Patriotism remains, I think, a necessary virtue in all societies and most especially in republican and constitutional ones. It is not the only virtue and it must make room for higher loyalties and duties than those to the state, but without it I don’t think we will see the rich acting more thoughtfully and respectfully tooward the poor or toward the common good. I don’t think our politicians will respect the law more, or our judges interpret it more fairly, unless their ambition and greed is checked by a sense of duty, loyalty and even awe toward the majesty of the American republic. Without the fear of God and the love of the republic, all we have to check our behavior is the fear of the police — and if the police themselves are ‘liberated’ from patriotism and religion — what do we have then?
In an age when freedom without restraint had led to slavery as the best possible outcome, Livy used the contrast between ancient virtue and contemporary vice to reconcile people to their chains. We are not (yet) in his position; the institutions of our freedom still stand — even if we see all around us the consequences of their eroding foundations.
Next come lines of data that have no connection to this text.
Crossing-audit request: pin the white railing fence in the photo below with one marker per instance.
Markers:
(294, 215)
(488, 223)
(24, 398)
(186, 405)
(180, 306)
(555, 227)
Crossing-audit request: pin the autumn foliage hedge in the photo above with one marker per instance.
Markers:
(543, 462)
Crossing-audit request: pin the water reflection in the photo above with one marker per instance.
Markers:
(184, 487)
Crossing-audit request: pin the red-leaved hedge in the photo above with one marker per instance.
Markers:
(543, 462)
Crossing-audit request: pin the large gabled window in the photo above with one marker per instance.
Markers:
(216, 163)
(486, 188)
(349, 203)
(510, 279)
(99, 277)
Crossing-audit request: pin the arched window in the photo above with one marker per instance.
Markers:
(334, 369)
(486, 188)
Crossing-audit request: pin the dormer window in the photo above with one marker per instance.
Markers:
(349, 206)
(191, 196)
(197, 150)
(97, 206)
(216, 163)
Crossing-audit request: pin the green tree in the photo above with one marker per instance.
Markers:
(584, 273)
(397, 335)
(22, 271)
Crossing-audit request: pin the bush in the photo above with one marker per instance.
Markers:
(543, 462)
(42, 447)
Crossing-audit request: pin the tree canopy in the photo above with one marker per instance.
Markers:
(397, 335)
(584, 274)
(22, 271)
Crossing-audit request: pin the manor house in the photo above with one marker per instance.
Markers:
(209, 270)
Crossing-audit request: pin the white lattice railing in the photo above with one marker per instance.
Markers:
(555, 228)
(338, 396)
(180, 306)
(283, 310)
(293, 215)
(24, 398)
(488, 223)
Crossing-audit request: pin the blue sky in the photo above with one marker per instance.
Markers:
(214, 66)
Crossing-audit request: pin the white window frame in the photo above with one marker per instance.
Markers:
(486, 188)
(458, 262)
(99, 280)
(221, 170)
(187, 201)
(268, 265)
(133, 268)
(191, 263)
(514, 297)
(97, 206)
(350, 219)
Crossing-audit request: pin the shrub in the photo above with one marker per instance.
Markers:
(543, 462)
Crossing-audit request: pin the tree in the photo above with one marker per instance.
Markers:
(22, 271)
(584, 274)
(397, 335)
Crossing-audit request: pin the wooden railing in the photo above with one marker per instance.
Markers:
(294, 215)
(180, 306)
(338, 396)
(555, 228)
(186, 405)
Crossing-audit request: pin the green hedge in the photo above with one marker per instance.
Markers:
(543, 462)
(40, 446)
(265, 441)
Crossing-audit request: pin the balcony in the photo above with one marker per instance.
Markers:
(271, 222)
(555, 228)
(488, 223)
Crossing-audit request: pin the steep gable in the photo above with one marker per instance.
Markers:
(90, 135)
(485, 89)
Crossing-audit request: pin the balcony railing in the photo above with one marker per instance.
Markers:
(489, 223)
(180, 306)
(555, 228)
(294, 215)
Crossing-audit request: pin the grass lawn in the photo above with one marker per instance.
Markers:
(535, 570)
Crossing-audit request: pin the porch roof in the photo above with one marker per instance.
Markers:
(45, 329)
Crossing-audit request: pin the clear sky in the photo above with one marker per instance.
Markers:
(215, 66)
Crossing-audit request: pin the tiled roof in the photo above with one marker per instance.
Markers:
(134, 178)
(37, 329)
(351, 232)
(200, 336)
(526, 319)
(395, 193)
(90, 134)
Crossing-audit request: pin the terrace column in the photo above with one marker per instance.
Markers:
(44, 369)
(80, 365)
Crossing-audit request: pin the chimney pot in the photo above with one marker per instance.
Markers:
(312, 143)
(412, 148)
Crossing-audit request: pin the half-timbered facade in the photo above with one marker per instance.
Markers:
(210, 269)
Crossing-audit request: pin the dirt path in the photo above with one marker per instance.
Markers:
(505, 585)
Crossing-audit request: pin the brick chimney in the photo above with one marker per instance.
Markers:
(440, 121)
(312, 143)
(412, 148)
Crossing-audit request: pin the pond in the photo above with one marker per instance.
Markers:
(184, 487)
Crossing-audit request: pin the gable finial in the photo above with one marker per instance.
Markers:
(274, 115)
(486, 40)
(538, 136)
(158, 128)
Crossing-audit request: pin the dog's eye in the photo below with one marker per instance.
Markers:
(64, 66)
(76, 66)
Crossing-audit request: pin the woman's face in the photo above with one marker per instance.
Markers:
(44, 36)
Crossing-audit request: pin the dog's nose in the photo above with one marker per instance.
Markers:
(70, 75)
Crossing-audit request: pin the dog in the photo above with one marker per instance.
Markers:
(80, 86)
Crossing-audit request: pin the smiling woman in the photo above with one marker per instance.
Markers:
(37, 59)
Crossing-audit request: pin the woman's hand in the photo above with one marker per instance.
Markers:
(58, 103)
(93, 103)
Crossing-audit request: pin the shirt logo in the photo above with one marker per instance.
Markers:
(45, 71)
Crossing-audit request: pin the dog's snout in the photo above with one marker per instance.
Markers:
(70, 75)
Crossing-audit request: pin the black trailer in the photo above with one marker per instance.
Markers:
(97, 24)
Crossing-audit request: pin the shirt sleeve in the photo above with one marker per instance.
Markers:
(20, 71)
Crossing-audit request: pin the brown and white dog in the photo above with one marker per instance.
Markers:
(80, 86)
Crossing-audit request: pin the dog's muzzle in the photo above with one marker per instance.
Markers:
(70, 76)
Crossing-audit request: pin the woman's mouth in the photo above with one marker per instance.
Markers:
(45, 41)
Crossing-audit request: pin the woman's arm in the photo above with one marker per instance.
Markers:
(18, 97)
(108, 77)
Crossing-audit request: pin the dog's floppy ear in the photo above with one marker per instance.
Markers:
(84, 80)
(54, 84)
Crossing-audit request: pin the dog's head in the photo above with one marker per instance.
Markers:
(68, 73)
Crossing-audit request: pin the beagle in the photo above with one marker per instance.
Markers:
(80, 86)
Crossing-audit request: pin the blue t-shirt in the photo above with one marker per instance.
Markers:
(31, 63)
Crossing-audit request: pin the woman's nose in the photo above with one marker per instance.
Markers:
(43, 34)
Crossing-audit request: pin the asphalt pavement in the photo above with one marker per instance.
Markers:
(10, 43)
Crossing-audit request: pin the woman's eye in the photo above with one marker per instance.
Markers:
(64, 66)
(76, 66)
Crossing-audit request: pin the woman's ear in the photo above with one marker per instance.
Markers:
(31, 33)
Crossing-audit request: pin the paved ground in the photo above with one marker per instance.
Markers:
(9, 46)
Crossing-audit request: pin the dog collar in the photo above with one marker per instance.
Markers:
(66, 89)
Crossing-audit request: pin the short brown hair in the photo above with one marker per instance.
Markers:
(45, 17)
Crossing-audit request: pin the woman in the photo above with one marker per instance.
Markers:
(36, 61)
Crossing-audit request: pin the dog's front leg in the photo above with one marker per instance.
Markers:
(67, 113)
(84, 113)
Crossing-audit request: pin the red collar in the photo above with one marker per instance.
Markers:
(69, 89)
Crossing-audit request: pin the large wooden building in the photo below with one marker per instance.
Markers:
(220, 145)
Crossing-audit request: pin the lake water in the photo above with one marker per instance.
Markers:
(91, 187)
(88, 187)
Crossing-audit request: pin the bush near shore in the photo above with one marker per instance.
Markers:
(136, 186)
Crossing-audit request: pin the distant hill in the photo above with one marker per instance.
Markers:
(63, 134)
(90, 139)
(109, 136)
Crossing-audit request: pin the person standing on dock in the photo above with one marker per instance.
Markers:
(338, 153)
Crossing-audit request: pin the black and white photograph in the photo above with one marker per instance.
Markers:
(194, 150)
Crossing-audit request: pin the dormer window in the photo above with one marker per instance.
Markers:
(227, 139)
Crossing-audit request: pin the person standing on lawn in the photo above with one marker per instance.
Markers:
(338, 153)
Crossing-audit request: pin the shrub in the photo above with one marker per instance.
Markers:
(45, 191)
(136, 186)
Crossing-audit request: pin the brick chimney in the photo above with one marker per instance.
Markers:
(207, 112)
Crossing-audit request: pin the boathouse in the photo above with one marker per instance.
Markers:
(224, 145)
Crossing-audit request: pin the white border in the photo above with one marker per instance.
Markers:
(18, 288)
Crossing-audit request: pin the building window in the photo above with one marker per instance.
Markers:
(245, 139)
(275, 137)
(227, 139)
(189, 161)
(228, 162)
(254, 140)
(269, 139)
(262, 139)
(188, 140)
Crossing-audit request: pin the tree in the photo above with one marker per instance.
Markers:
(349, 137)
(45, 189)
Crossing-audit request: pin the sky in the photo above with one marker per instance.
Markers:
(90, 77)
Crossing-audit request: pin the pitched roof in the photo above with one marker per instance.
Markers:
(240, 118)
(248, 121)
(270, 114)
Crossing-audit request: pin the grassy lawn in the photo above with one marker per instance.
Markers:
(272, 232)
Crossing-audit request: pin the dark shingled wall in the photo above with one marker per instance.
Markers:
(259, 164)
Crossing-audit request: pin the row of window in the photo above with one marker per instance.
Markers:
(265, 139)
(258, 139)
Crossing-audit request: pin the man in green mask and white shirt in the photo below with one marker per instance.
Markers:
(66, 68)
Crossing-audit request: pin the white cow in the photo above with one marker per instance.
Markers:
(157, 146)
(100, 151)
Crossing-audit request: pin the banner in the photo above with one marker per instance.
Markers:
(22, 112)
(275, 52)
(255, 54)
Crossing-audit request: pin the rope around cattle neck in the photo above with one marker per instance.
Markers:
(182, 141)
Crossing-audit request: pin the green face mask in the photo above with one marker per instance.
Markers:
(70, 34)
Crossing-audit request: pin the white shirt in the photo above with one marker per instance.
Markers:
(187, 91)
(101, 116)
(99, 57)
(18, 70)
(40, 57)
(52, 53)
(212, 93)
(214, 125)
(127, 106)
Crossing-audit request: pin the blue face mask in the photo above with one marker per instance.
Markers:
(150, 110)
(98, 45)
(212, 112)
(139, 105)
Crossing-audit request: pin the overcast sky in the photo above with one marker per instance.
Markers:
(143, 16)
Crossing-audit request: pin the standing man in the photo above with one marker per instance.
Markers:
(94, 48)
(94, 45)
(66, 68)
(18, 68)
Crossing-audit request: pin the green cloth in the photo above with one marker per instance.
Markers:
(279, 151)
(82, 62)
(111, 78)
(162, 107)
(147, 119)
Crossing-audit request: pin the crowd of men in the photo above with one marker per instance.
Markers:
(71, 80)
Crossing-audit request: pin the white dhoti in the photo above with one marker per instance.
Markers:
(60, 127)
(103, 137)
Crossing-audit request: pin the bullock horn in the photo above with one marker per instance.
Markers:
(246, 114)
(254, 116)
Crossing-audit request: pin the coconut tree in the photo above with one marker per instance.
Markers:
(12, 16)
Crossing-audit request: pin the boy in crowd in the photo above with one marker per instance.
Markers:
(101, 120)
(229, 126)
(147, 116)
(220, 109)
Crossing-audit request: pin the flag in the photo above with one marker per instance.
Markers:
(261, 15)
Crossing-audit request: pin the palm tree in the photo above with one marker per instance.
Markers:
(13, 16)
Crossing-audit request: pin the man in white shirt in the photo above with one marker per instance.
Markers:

Zinn, I fear, by making patriotism unfashionable for a generation of students and teachers has endangered and undermined precisely the values he sought to promote. Wall Street today is filled with people who neither fear God nor love their country. I am afraid such people are also found in large numbers inside the Beltway. (They are not all like that, of course, and I am not writing with particular individuals in mind.) Zinn’s history has played a significant role in ‘unshackling’ our new elites from old fashioned values like patriotism and piety. More often than not, Zinn succeeds as an iconoclast and fails as a moralist. The values he inculcates lack the psychological power of the myths he attacks; the net result is the erosion of the power of the values and causes that Zinn hoped to promote. As Livy would have predicted, the creation of an elite ‘liberated’ from patriotic and religious constraints is not making the mass of the American people, to say nothing of people overseas, better off or more free. Nor will it.
Let us hope that Livy’s work will long be remembered and read. Of Zinn it is enough perhaps to say that he was passionately in love with good things and that if he did not always succeed in advancing the good that he sought, this is the common fate of all of us — and the remedy must lie with that source of all healing and joy in whose gracious presence we may hope that Howard Zinn now rests.